Here, we perform inverse modeling on a 1D thermal model for illustration. The model assimilates temperature observation to update its parameters (i.e., flow flux, porosity, and thermal conductivity). For now, the ensemble Kalman filter (EnKF) is used for assimilation.

<a id='parameter'></a>
# Configuration

In [1]:
import re
import pickle

In [2]:
# Directories
obs_kind_dir    = '../obs_kind/'        # Directory for defining default DART generic quantity  
obs_type_dir    = '../obs_type/'        # Directory for mapping observation variable with DART generic quantity
utils_dir       = '../utils/'           # Directory for utility files
work_dir        = '../work/'            # Directory for compiling and running DART files
pflotran_in_dir = '../pflotran_input/'  # Directory for saving PFLOTRAN input files
pflotran_out_dir= '../pflotran_output/' # Directory for saving PFLOTRAN output files
dart_data_dir   = '../dart_inout/'      # Directory for saving DART in-out files

# DART file names
def_obs_kind   = obs_kind_dir+'DEFAULT_obs_kind_mod.f90'   # The default DART generic quantity file
obs_type       = obs_type_dir+'obs_def_pflotran_mod.f90'   # The map between DART generic quantities and observation variables
input_nml      = work_dir+'input.nml'                      # The input namelists used by DART programs
input_nml_dict = work_dir+'inputnml.p'                     # The pickle file for saving input namelists in dictionary format

# PFLOTRAN file names
pflotran_sh   = utils_dir+'pflotran.sh'                                 # Script for running PFLOTRAN
pflotran_exe  = '/Users/jian449/Codes/pflotran/src/pflotran/pflotran'   # Location of the executable PFLOTRAN file
pflotran_in   = pflotran_in_dir+'pflotran.in'                           # PFLOTRAN input deck file
pflotran_para = pflotran_in_dir+'parameter.h5'                          # PFLOTRAN parameter HDF file
pflotran_out  = pflotran_out_dir+'R[ENS].h5'                            # PFLOTRAN output HDF filename template for each ensemble [ENS]

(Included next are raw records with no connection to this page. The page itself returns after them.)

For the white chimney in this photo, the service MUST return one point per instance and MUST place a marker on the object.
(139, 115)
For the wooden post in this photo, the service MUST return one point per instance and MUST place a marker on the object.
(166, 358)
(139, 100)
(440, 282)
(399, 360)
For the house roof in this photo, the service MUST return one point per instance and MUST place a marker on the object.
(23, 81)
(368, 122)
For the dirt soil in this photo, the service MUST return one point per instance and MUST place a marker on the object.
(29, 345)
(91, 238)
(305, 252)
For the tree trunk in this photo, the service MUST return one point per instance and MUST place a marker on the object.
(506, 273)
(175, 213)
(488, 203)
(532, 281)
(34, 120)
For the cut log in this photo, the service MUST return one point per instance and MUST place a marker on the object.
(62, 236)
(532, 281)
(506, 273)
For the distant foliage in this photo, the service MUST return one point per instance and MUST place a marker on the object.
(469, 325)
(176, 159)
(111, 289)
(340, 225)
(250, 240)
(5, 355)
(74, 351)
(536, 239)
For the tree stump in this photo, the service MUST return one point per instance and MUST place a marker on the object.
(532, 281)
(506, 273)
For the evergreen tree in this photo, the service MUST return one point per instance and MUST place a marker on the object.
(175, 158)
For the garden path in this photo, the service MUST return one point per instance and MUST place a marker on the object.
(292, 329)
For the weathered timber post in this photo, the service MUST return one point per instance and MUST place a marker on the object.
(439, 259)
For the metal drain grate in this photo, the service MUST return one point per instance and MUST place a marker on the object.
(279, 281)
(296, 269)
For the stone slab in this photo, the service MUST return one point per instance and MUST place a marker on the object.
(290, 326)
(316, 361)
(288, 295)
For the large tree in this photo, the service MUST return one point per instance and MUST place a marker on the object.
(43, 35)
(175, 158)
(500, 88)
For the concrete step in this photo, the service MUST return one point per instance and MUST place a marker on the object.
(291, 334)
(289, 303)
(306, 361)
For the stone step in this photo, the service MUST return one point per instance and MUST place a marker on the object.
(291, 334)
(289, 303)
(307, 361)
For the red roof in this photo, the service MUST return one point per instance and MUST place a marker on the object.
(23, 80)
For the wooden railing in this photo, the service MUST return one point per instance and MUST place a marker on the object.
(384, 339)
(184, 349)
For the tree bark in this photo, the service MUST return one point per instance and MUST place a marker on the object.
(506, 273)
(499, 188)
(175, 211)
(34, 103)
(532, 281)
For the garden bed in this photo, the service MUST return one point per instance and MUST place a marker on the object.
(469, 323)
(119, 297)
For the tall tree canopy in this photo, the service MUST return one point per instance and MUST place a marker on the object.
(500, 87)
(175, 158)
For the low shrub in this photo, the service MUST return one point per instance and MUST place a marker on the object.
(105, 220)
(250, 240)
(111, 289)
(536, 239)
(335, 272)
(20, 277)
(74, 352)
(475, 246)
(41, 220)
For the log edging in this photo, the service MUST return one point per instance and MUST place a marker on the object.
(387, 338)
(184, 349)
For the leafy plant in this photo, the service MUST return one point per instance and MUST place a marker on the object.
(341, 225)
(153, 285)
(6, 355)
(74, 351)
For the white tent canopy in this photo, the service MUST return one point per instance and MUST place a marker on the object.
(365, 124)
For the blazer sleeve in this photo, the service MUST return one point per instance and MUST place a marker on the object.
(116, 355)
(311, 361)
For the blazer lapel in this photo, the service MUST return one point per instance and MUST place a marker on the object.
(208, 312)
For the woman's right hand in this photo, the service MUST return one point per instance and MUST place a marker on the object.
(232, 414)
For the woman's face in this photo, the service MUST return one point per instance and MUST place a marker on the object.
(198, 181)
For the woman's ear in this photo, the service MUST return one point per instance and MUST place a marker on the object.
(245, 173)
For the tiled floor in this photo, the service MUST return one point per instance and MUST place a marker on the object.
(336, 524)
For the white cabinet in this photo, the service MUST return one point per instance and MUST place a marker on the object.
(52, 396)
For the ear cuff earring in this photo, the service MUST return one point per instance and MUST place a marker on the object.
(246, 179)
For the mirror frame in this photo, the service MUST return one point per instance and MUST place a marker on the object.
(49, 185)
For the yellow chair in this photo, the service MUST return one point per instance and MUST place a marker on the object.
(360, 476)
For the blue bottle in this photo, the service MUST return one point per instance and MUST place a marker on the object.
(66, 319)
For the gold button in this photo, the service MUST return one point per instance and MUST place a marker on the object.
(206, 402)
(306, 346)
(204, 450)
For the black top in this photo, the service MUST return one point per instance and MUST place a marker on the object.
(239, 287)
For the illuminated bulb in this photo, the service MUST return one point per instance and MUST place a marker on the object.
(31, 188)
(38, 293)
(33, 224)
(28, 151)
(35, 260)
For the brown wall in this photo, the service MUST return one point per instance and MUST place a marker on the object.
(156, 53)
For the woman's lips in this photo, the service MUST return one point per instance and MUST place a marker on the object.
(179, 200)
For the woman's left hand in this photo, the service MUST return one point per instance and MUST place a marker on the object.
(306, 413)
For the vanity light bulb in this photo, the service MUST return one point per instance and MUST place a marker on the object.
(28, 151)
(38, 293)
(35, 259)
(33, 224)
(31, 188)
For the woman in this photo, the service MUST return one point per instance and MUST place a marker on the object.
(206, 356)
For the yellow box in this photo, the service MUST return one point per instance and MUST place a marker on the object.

# Data file names, including observations and model input/output
obs_original = pflotran_in_dir+'temperature.csv'          # The original observation file in CSV format
obs_nc       = pflotran_in_dir+'obs_pflotran.nc'          # The converted observation file in NetCDF format
obs_dart     = dart_data_dir+'obs_seq_pflotran.out'       # The converted observation file in DART format
dart_prior_nc= dart_data_dir+'prior_R[ENS].nc'            # The NetCDF filename template for DART's prior data of each ensemble [ENS]
dart_prior_template = re.sub(r"\[ENS\]",'template',dart_prior_nc)  # The NetCDF filename for DART
dart_input_list = dart_data_dir+"filter_input_list.txt"   # The list of DART prior files for all ensembles
dart_output_list = dart_data_dir+"filter_output_list.txt" # The list of DART posterior files for all ensembles

# Some shell scripts or executable files
convert_nc              = work_dir+'convert_nc'           # The executable file to convert observation from NetCDF to DART formats
compile_convert_nc      = work_dir+'dart_seq_convert.csh' # Shell script for generating the executable file to convert observation from NetCDF to DART formats
compile_model_check_mod = work_dir+'check_model_mod.csh'  # Shell script for checking model_mod.F90 file
run_filter              = work_dir+'run_filter.csh'       # Shell script for running DART filter and PFLOTRAN
advance_model           = work_dir+'advance_model.csh'    # Shell script for forward simulation of PFLOTRAN

# Utility file names
csv_to_nc          = utils_dir+'csv2nc.py'                  # Python script for converting raw observation to NetCDF file
to_dartqty         = utils_dir+'list2dartqty.py'            # Python script for reading a list of variable names and adding new DART quantities      
prep_pflotran_in   = utils_dir+'prepare_pflotran_inpara.py' # Python script for preparing PFLOTRAN.in and parameter.h5 files
prep_convert_nc    = utils_dir+'prepare_convert_nc.py'      # Python script for preparing convert_nc.F90 script
prep_prior_nc      = utils_dir+'prepare_prior_nc.py'        # Python script for preparing the prior NetCDF files for DART
prep_inputnml      = utils_dir+'prepare_input_nml.py'       # Python script for preparing the input.nml file

In [3]:
# MPI settings
mpi_exe = '/usr/local/bin/mpirun'  # The location of mpirun
ncore   = 1                        # The number of MPI cores used

In [5]:
# Data assimilation configurations
# More need to be added...
# And later on, these DA setting can be saved in a txt or pickel file for further loading
# obs_timestep  = 300.0  # second
obs_resolution  = 300.0  # second
obs_error     = 0.1    # observation error
spinup        = 1      # whether model spinup
spinup_length = 0.5    # spinup time (day)
nens          = 30     # number of ensembles

# Assimilation time window time_step_days+time_step_seconds
time_step_days    = 0   # assimilation time window/step (day)
time_step_seconds = 600 # assimilation time window/step  (second)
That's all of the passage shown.